An excerpt from '37 Buick literature showing the floating oil pickup.
A look inside my oil pump after I opened it for the first time. It is pretty sludgy in here!
Degreasing the oil pump float.
After a thorough de-sludging, I inspected the pressure relief mechanism for free travel and then installed a new shaft and gear set. Before I could close the assembly I had to resurface the pump body face with its mating face plate. The faceplate was made of cheap pot metal and had a tendency to warp and become uneven. When this happens the pump leaks and you lose oil pressure. Needless to say, this is very, very bad.
To resurface the plate and assembly I placed a fine grit sheet of sandpaper on top of glass and then worked the pieces in a figure-8 pattern. High spots were quickly discovered using this method but I continued until everything was clean and flat.

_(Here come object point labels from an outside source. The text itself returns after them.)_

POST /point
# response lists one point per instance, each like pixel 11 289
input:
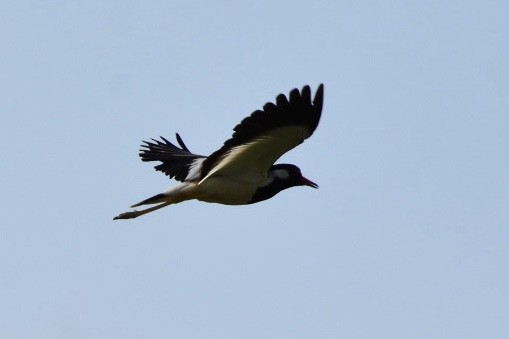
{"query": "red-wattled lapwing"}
pixel 242 171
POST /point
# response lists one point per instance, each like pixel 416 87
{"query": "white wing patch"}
pixel 195 170
pixel 253 160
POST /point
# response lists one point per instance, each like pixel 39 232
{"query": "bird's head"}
pixel 289 175
pixel 283 176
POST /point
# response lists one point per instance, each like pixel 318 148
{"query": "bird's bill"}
pixel 307 182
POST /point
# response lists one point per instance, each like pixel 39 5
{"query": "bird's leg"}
pixel 135 214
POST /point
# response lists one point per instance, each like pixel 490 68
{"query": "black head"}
pixel 283 176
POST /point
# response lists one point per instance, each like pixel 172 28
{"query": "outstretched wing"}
pixel 176 162
pixel 260 139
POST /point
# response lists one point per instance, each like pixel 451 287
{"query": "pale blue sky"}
pixel 407 237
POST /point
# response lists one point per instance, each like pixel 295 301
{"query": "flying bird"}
pixel 242 171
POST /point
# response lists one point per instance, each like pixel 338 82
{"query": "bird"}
pixel 242 171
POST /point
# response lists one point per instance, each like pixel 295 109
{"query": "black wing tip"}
pixel 318 99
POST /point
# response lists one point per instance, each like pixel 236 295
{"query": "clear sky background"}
pixel 407 237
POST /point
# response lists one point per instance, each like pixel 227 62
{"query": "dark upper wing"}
pixel 260 139
pixel 175 162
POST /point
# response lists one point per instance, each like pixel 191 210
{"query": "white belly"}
pixel 223 191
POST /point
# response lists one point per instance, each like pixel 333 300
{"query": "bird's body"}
pixel 241 172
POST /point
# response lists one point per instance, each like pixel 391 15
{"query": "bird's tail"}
pixel 174 195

Once the mating surfaces were ready I had to check the end play between the gears and the faceplate. I did this by placing a straight edge over the pump assembly and then tried to slide a .0015" feeler gauge underneath. The 1937 Buick Shop Manual states that acceptable end play ranges from .0005" to .004" so I then put the faceplate on, spun the shaft and the gears did not scrape the plate. Since I didn't have a feeler gauge thinner than .0015" I finished securing the faceplate and finished the job.

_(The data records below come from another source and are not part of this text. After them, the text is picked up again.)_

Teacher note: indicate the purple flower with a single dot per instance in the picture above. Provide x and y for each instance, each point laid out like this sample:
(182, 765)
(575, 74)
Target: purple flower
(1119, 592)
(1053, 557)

The finished product waiting for installation.
With a tight pump and my relief valve working properly I now expect to have good oil pressure at both idle and regular driving conditions. I didn't have any problem with oil pressure before but an oil pump overhaul was definitely in order considering I had my engine all apart.
As I said earlier, there are no more excuses. I've spent many months slowly acquiring necessary components and it will be a real treat to start putting things back together. Let's get to work!
Saturday, March 7, 2015. A major day in my '37 Buick project — the day I would start rebuilding my engine! A day I dreamt about for years, a day I spent hours researching and a day where two years' worth of accumulating parts would be put to use.
My final preparations for March 7th started three days earlier when I hoisted my engine block on to my sturdy saw horses. Parts, including my ridiculously heavy crankshaft and cylinder head were walked out to the workshop in 6 different trips. I had everything laid out beautifully from nitrile gloves to assembly grease and oil to every last nut, bolt and washer that would be needed.
I laid down to sleep on March 6th like a little kid full of excitement. That excitement woke me up around 6:00 am but I played it cool, ate a good breakfast and headed out to the shop at 7:00.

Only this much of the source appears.